Après un début d’année tendu, de nouvelles manifestations et actions vigneronnes ciblant des négociants pourraient éclater d’un instant à l’autre dès que les vendanges seront achevées… Appelant au calme dans un esprit de filière travaillant ensemble (voir encadré), Jean-Claude Mas conseille à ceux en ayant besoin pour survivre de se faire aider. Et à tous de prendre de la perspective : « je suis motard : quand vous roulez et que vous ne regardez pas devant, vous vous prenez un trou dans la route et vous ne prenez pas bien le virage ». Le président de l’UEVM en est persuadé : « devant nous, il y a tout un marché à conquérir. Travaillons ensemble, il y a tellement de gisements de productivité dans la filière (en investissant l’argent moins dans l’arrachage et plus dans la conquête de marché, en renouvelant les cépages, en optimisant les rendements…). Nous sommes nés dans une région bénie des dieux pour la production de vin. On fait le plus beau métier du monde. Les vignes sont le jardin à la française du XXIème siècle. » Une envolée lyrique pour que le vignoble lève le nez du guidon. A moins qu’il ne sente la (métaphore) motarde lui monter au nez…
* : Pour Jean-Claude Mas, les notions de négoce et de production sont « archaïques », préférant parler dans le Languedoc d’« homme du vin. Il doit y avoir une confusion : je ne suis pas producteur, je ne suis pas négociant, je suis homme du vin. Je me sens autant producteur que négociant. Et l’un a besoin de l’autre. »
Dans un communiqué daté du 16 septembre, les Vignerons Coopérateurs d’Occitanie appellent le négoce à la « coopération avec la filière pour des relations commerciales gagnant-gagnant et un avenir commun durable ! » Pointant que « la récolte 2024 qui s’annonce faible va engendrer des conséquences économiques désastreuses au sein du vignoble et des exploitations agricoles ainsi que pour nos outils coopératifs qui ont, jusque-là, jouer le rôle d’amortisseur social », le communiqué interpelle « les acteurs du négoce à qui nous demandons de stopper les logiques court terme et de s’engager dans la durée aux côtés de la filière ». Les caves coopératives préviennent que sans avancées (sous-entendues de valorisation des cours), « la pression du terrain deviendra explosive et non maîtrisable. Il est indispensable que l’ensemble de la chaine de valeur travaille de manière unie ! »

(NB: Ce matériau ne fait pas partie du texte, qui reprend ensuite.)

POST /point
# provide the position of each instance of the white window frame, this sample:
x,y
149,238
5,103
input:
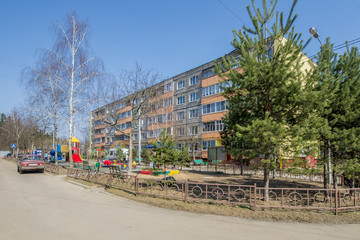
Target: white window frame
x,y
180,84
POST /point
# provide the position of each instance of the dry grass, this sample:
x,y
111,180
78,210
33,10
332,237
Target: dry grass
x,y
303,216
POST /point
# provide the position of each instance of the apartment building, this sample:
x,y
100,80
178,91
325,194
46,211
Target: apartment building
x,y
190,107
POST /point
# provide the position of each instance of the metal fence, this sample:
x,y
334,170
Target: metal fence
x,y
245,195
236,169
52,168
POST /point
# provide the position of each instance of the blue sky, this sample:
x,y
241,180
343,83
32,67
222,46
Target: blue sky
x,y
167,35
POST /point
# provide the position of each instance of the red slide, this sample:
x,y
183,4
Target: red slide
x,y
76,158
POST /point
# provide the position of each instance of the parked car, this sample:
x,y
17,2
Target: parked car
x,y
29,163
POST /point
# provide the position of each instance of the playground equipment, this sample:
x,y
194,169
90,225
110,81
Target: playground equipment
x,y
74,149
58,150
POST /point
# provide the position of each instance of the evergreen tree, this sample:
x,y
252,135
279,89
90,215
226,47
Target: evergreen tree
x,y
265,98
345,117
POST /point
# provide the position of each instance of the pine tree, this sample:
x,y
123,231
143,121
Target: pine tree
x,y
265,97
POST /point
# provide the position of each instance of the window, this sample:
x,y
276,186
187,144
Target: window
x,y
193,80
208,143
208,73
168,87
193,130
181,84
214,107
120,105
213,89
193,97
181,100
213,126
121,137
180,131
169,117
191,147
180,115
167,102
194,113
98,122
125,115
125,126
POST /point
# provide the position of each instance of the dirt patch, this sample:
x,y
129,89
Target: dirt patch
x,y
223,178
303,216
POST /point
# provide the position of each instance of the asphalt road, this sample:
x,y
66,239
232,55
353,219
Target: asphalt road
x,y
44,206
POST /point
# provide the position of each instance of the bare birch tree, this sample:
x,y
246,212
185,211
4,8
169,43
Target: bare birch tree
x,y
78,71
135,87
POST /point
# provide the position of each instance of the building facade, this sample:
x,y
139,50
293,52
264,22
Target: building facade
x,y
190,107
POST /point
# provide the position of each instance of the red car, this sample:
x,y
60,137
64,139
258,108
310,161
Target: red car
x,y
29,163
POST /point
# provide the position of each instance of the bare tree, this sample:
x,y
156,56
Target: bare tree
x,y
136,88
78,71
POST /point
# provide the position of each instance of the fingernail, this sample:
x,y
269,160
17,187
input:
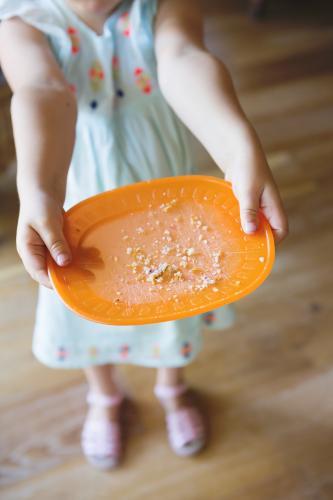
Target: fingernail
x,y
62,259
250,227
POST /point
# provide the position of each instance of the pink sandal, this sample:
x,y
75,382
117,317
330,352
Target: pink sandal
x,y
185,426
101,440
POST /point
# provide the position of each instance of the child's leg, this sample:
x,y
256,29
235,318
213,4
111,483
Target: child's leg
x,y
101,380
185,425
101,438
171,377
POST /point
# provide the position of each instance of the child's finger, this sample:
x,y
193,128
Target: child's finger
x,y
54,239
272,208
33,254
249,207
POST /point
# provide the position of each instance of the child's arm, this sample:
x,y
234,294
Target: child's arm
x,y
199,88
44,117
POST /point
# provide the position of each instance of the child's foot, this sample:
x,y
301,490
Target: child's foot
x,y
185,424
101,438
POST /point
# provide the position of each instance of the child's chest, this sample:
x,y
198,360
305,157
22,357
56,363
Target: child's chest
x,y
108,72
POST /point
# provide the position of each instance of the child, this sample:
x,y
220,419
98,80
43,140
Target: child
x,y
104,87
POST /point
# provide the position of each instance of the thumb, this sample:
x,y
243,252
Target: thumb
x,y
56,243
249,208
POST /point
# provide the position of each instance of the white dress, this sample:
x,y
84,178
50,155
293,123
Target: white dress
x,y
126,132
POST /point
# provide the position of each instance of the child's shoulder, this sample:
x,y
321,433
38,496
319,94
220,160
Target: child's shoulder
x,y
42,14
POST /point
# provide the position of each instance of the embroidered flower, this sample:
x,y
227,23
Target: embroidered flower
x,y
62,353
123,24
96,76
186,349
75,39
142,81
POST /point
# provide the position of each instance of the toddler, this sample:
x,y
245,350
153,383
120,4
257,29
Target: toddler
x,y
104,93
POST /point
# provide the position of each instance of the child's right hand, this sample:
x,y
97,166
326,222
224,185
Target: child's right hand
x,y
40,230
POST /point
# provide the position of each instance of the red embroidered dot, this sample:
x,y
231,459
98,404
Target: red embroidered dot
x,y
71,30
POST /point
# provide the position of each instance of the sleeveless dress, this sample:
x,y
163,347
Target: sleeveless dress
x,y
126,132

Dans un communiqué de réponse publié ce 18 septembre, l'Union des Entreprises Viticoles Méditerranéennes annonce que « les maisons de négoce apporteront leur connaissance des marchés et leur analyse dans la stratégie de la filière vin ». Affichant sa bonne volonté, l’UEVM ajoute que « nous devons travailler de concert pour proposer les styles de vins adaptés et intégrer les nouvelles occasions de consommation. Ensemble, nous devons agir sur plusieurs axes stratégiques pour préserver l’avenir des vins du Languedoc et de ses acteurs. » Concrètement, « l’UEVM participe aux travaux de la filière vin régionale et renouvelle son engagement pour travailler au cas par cas sur la construction de modèles éthiques et efficaces ».